Johannesburg - The sparkling new alternative to burial and cremation hitting the funeral home industry literally turns the dust of loved ones into diamonds.

While it may sound like a bedazzling marketing ploy, an American company started marketing the concept last year and funeral homes across the US have begun promoting the option as part of their service.

Now, South African funeral companies are waking up to the cash-generating potential of the dust-to-diamonds alternative. Using well-known technology perfected in South Africa almost 50 years ago, a synthetic diamond is created by putting the carbon from cremated remains under extreme pressures and temperatures.

The process effectively replicates in two months what takes the earth billions of years to create naturally. The specially manufactured stone, containing the essence of a loved one's ashes, can then be set in a ring or pendant and passed on from generation to generation for centuries to come.

And it comes fairly cheaply.

Having a diamond made from ashes costs a tenth of the price genuine diamonds fetch in retail stores.

LifeGem, the Illinois-based company that released its product last summer, says prices start from $4 000 for a quarter carat and rise according to the size of the gem. A 1-carat gem will set you back $22 000 and LifeGem's diamond facility is working on creating near flawless diamonds of up to 3 carats.

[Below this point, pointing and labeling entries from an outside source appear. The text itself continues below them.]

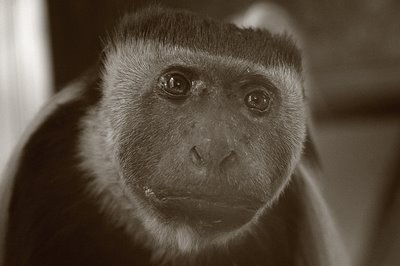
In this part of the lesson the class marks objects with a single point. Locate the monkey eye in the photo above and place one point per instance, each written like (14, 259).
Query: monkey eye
(174, 85)
(258, 100)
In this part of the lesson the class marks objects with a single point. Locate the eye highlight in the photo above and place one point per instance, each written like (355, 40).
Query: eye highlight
(174, 85)
(258, 100)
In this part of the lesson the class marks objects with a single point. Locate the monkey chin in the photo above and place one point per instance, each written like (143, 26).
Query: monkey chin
(204, 218)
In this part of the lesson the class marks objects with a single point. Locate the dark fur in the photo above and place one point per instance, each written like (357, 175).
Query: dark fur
(53, 220)
(202, 34)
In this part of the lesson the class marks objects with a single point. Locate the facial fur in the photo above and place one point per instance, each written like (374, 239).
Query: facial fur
(148, 182)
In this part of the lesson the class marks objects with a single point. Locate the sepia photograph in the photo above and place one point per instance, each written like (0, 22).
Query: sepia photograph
(197, 133)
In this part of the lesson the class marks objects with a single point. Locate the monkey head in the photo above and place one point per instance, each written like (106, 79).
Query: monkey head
(205, 123)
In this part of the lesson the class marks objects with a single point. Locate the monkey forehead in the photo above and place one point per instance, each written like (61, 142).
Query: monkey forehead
(189, 30)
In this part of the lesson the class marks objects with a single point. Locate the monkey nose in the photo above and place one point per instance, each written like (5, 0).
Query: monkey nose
(209, 156)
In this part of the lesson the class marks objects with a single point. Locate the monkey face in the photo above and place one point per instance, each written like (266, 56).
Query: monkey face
(203, 141)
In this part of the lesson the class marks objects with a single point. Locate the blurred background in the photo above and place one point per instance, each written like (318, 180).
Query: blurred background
(352, 52)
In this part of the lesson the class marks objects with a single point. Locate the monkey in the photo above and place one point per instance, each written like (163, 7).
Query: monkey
(187, 145)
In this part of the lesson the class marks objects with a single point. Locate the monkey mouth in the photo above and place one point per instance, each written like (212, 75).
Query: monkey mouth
(207, 214)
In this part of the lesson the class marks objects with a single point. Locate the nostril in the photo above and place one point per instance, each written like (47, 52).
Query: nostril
(196, 157)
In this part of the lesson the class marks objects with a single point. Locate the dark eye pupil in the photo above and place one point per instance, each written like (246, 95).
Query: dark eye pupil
(259, 100)
(175, 84)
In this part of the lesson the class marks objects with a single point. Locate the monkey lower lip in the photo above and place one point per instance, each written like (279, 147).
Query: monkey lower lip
(207, 216)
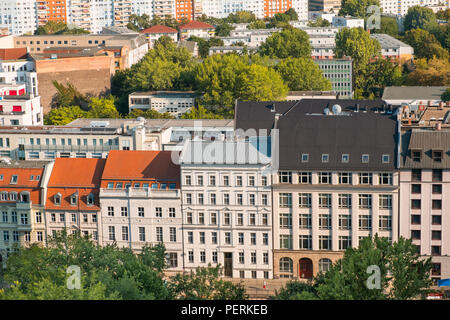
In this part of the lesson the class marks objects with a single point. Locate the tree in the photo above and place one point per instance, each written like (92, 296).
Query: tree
(420, 17)
(425, 44)
(287, 43)
(357, 8)
(64, 115)
(446, 95)
(434, 72)
(205, 284)
(302, 74)
(103, 108)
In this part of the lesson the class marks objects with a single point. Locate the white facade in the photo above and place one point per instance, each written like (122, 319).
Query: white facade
(226, 216)
(19, 16)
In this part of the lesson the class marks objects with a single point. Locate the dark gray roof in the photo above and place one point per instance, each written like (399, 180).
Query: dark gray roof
(305, 129)
(425, 140)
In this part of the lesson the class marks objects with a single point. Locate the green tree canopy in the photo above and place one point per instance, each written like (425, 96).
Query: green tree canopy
(420, 17)
(301, 74)
(287, 43)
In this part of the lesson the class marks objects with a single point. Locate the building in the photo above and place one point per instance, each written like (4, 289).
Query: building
(413, 95)
(21, 204)
(340, 73)
(51, 11)
(197, 29)
(72, 197)
(140, 203)
(174, 102)
(226, 203)
(325, 5)
(18, 108)
(393, 48)
(400, 7)
(96, 65)
(424, 182)
(18, 16)
(336, 182)
(155, 32)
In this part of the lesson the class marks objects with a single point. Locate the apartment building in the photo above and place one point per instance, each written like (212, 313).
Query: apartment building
(18, 107)
(336, 183)
(424, 182)
(141, 202)
(72, 197)
(18, 16)
(21, 204)
(226, 203)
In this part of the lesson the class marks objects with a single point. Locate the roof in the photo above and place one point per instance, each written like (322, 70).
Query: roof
(13, 53)
(305, 129)
(196, 25)
(159, 29)
(413, 93)
(141, 165)
(76, 172)
(425, 140)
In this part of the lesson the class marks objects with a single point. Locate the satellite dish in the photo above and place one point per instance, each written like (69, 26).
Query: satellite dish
(337, 109)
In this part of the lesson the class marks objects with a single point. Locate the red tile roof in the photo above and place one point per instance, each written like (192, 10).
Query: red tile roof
(76, 172)
(13, 53)
(196, 25)
(159, 29)
(141, 165)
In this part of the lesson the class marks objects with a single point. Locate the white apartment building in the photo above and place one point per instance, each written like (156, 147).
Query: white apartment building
(140, 203)
(226, 207)
(18, 16)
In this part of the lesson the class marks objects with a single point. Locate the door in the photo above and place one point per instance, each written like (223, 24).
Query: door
(305, 268)
(228, 264)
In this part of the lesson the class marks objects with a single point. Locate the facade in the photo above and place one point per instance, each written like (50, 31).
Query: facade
(72, 197)
(340, 73)
(173, 102)
(425, 182)
(226, 209)
(21, 205)
(140, 203)
(332, 189)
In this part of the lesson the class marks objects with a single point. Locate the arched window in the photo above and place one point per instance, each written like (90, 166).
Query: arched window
(286, 267)
(324, 264)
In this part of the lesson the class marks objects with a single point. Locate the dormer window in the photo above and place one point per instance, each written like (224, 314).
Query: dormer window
(14, 179)
(416, 155)
(437, 155)
(57, 199)
(90, 199)
(345, 158)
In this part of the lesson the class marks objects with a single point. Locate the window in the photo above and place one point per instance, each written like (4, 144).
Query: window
(285, 177)
(365, 201)
(324, 221)
(324, 200)
(304, 177)
(285, 200)
(385, 178)
(305, 242)
(345, 201)
(325, 177)
(345, 177)
(365, 222)
(324, 242)
(385, 201)
(345, 242)
(365, 178)
(385, 223)
(285, 241)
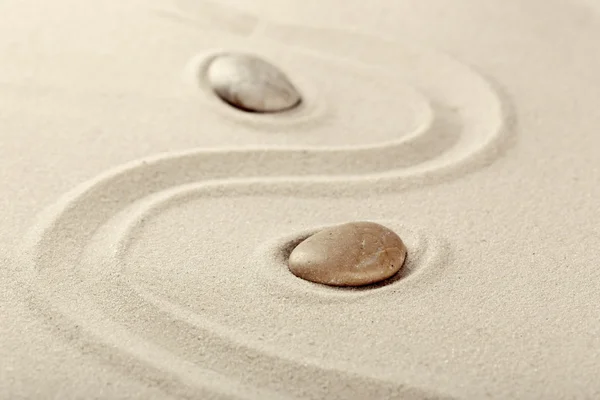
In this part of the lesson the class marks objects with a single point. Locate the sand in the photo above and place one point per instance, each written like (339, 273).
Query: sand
(146, 224)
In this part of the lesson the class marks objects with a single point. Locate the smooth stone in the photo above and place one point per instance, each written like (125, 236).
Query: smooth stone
(251, 84)
(352, 254)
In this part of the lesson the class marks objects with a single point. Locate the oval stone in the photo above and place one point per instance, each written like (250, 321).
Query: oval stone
(251, 84)
(352, 254)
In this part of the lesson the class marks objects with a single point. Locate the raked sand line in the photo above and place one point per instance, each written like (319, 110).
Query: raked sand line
(79, 256)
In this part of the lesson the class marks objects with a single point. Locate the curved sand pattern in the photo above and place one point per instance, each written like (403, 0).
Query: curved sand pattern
(94, 272)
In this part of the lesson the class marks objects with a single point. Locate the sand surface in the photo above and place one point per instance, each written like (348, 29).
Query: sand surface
(145, 224)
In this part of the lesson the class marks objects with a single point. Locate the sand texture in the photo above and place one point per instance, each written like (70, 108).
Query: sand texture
(146, 224)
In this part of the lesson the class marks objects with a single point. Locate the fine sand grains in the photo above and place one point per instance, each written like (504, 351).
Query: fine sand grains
(147, 225)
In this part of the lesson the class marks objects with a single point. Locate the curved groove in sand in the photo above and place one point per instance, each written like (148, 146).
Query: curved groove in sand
(448, 143)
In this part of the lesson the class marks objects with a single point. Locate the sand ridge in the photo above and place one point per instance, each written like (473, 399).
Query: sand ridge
(172, 267)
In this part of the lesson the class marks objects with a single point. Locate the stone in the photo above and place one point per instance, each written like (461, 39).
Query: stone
(352, 254)
(251, 84)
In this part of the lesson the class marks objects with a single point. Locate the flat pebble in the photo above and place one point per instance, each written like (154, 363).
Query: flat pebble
(251, 84)
(352, 254)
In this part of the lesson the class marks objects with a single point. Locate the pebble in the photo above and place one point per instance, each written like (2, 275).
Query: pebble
(251, 84)
(352, 254)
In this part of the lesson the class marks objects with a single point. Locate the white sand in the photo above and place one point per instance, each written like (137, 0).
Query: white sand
(145, 224)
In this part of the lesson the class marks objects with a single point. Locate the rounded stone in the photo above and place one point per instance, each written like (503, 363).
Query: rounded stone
(251, 84)
(352, 254)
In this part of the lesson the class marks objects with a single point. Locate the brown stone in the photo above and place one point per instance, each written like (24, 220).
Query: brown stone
(352, 254)
(251, 84)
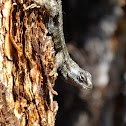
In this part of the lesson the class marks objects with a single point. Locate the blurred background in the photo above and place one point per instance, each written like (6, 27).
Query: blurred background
(95, 33)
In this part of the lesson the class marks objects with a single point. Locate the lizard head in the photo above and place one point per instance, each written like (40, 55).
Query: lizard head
(80, 78)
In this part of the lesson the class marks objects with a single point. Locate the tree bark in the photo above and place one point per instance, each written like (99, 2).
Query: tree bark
(26, 59)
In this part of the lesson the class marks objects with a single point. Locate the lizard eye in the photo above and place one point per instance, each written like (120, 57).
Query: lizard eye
(82, 78)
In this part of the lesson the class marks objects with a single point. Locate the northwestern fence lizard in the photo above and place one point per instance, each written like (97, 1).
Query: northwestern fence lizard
(69, 70)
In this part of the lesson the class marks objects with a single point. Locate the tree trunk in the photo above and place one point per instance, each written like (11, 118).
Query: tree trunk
(26, 59)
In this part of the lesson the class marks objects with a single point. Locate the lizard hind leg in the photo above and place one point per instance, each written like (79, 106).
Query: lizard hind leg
(58, 62)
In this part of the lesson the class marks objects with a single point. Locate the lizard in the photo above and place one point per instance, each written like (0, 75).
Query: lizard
(69, 69)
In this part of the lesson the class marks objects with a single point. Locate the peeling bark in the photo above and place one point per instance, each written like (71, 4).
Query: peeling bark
(26, 59)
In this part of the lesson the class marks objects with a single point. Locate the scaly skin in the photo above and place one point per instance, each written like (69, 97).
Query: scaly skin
(69, 70)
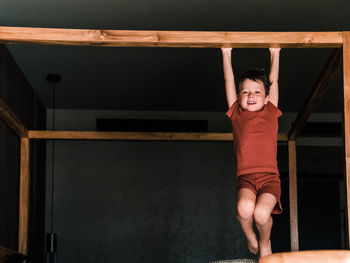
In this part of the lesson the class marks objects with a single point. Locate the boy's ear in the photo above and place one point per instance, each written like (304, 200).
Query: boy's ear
(267, 99)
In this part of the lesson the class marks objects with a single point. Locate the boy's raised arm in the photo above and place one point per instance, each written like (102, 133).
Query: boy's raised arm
(274, 70)
(230, 86)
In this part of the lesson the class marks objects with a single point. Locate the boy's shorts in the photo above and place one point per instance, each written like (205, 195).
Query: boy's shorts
(260, 183)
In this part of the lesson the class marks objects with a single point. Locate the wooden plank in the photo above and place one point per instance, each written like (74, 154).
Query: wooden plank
(23, 221)
(317, 92)
(143, 38)
(142, 136)
(11, 120)
(346, 76)
(316, 256)
(293, 197)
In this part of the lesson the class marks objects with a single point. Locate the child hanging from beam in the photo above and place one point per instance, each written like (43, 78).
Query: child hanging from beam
(253, 110)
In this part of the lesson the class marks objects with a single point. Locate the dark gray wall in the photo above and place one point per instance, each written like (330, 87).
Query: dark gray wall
(175, 201)
(16, 91)
(145, 202)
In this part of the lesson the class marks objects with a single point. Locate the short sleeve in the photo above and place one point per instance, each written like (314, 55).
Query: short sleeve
(275, 111)
(232, 109)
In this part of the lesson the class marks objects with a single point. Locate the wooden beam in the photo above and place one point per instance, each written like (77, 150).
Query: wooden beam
(137, 136)
(293, 197)
(317, 92)
(313, 256)
(346, 75)
(11, 119)
(23, 221)
(143, 38)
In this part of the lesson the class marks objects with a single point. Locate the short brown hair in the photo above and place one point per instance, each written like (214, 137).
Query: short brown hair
(255, 74)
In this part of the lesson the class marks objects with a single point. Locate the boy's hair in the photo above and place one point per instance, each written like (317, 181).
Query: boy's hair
(255, 74)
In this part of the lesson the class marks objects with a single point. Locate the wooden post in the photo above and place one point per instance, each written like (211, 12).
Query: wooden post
(293, 196)
(24, 197)
(346, 72)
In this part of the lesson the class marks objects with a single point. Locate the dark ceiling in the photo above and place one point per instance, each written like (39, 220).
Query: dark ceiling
(170, 79)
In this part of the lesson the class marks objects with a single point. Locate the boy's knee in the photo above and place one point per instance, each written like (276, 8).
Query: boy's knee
(245, 208)
(261, 215)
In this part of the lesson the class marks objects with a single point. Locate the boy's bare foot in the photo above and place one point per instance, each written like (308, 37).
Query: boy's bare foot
(253, 246)
(265, 248)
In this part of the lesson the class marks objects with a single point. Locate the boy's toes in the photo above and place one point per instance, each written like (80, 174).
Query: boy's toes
(265, 249)
(253, 248)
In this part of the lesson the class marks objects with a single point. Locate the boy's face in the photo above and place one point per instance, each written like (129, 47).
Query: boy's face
(252, 95)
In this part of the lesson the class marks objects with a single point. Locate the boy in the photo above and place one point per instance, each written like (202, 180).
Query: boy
(254, 115)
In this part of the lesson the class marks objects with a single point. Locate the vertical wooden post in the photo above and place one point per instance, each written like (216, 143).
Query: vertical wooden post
(346, 72)
(24, 197)
(293, 196)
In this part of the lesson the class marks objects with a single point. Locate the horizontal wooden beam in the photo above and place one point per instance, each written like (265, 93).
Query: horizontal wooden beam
(142, 38)
(11, 120)
(317, 92)
(137, 136)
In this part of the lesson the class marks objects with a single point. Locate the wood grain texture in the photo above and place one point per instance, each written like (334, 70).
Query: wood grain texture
(293, 196)
(346, 76)
(143, 38)
(23, 222)
(11, 120)
(137, 136)
(322, 83)
(317, 256)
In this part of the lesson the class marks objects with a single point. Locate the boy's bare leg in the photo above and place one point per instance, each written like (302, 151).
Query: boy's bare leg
(245, 208)
(263, 221)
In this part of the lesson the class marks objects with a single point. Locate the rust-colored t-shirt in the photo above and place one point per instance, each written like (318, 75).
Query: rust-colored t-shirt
(255, 136)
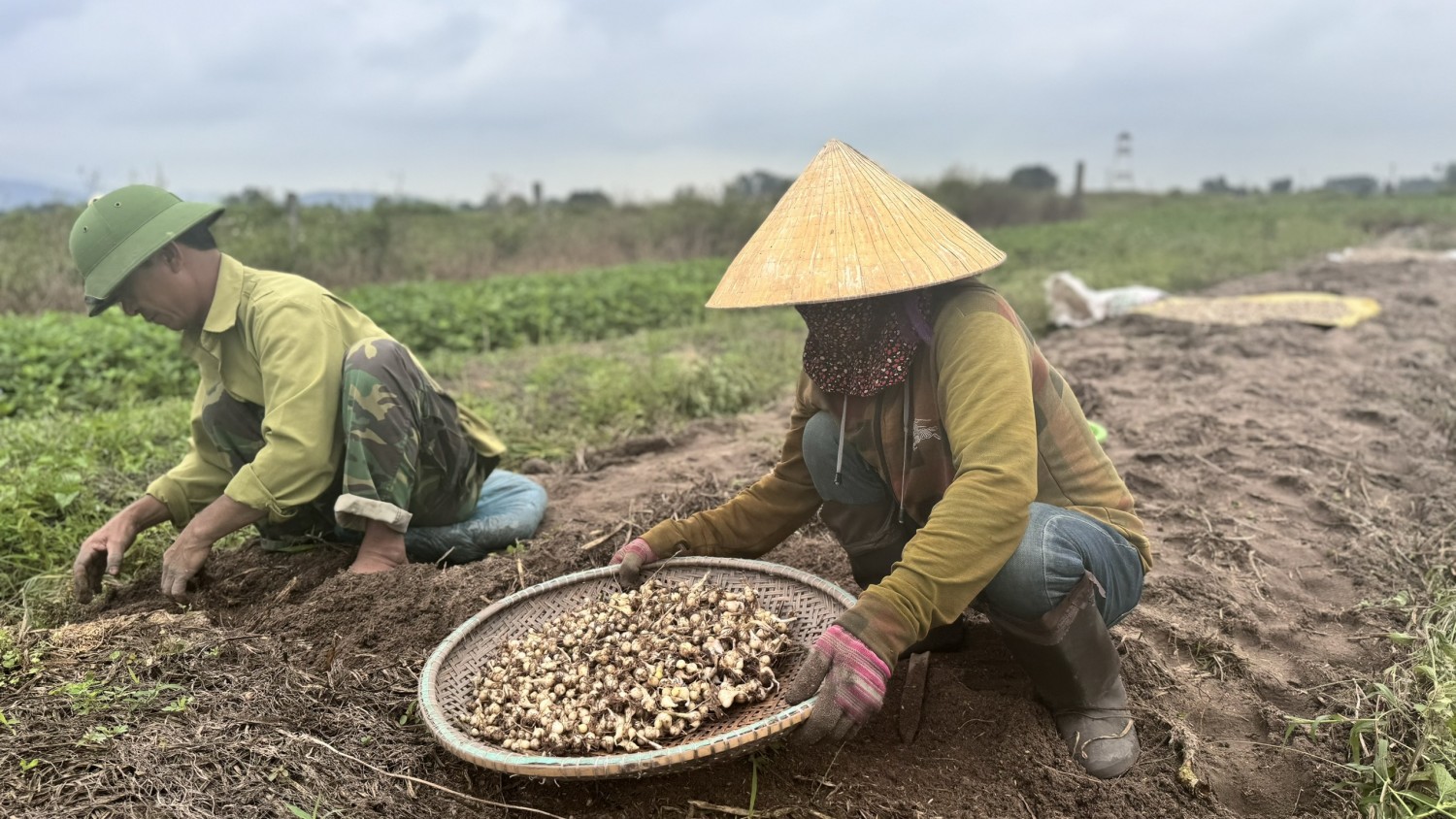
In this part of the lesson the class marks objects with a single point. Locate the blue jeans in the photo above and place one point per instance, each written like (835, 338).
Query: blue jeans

"The created diamonds are identical in every aspect to natural diamonds. They have the same brilliance, fire, and hardness as any high quality diamond you may find at Tiffany's," LifeGem claims.

But that's not all - LifeGem says pets can be diamonds too.

Scientists say the process dovetails with how industrial diamonds are made.

Synthetic or man-made diamonds have been manufactured from carbon since the mid-1950s when General Electric developed the process for making small diamonds for industrial uses.

By the mid-1990s, gem-quality synthetics began to appear and industrial diamonds have been used in everything from coated drill bits to supersonic computer chips.

Kenneth Poeppelmeier, a chemistry professor at Northwestern University, says there is no reason why LifeGem's process should not work.

Avrum Blumberg, a chemistry professor at DePaul University in Chicago, confers that it is feasible to make a high-quality diamond from the carbon in a cremated human.

LifeGem is planning to build its own diamond-making facility in the US. But while LifeGem waits for a US patent on the process, De Beers has acknowledged that the technology is available in South Africa.

But Brian Roodt, a spokesperson for De Beers South Africa, says the diamond giant is not interested in developing the expertise.

De Beers latched on to the potential of industrial, or synthetic, diamonds in 1947 when Sir Ernest Oppenheimer established an industrial diamond research laboratory.

The laboratory, a forerunner to what is now known as De Beers Industrial Diamonds (Debid), produced its first synthetic diamond in 1958.

Today De Beers claims that Debid is one of the world's leading suppliers of synthetic diamonds. The firm has completed the relocation of its production facilities from Ireland and Germany to South Africa.

The R14 million plant, the largest of its kind in the world, was formally opened last year in Springs on the east Rand, where the company has maintained a smaller factory to produce industrial diamonds, as well as the high-stress equipment needed for the job, for over 20 years.

"The technology has been around for decades," says Roodt.

"But it's just not something De Beers would get into."

This blows the market open for any company interested in bringing the concept to Africa.

"We are definitely interested in looking at introducing the option," says Bruce Riley, a spokesperson for the HT Group, the parent company of Doves Funeral Services.

The dust-to-diamond option, which offers the funeral industry its first new product in centuries, also comes in time for local funeral houses to capitalise on the turning trend in the South African market.

Riley says there has been a push for cremation as the country's graveyards fill with young and old.

"Cremation just makes more sense. There certainly has been an upswing the number of requests for cremation versus burials," says Riley.

While the group, which owns over 660 parlours across the country, had not yet heard of LifeGem, Riley says it would be keen to offer the service should it spark consumer demand.

Thom Kight, the managing director of Thom Kight & Co, agrees that it is a refreshing option.

However, the cost may be an inhibiting factor for South Africans.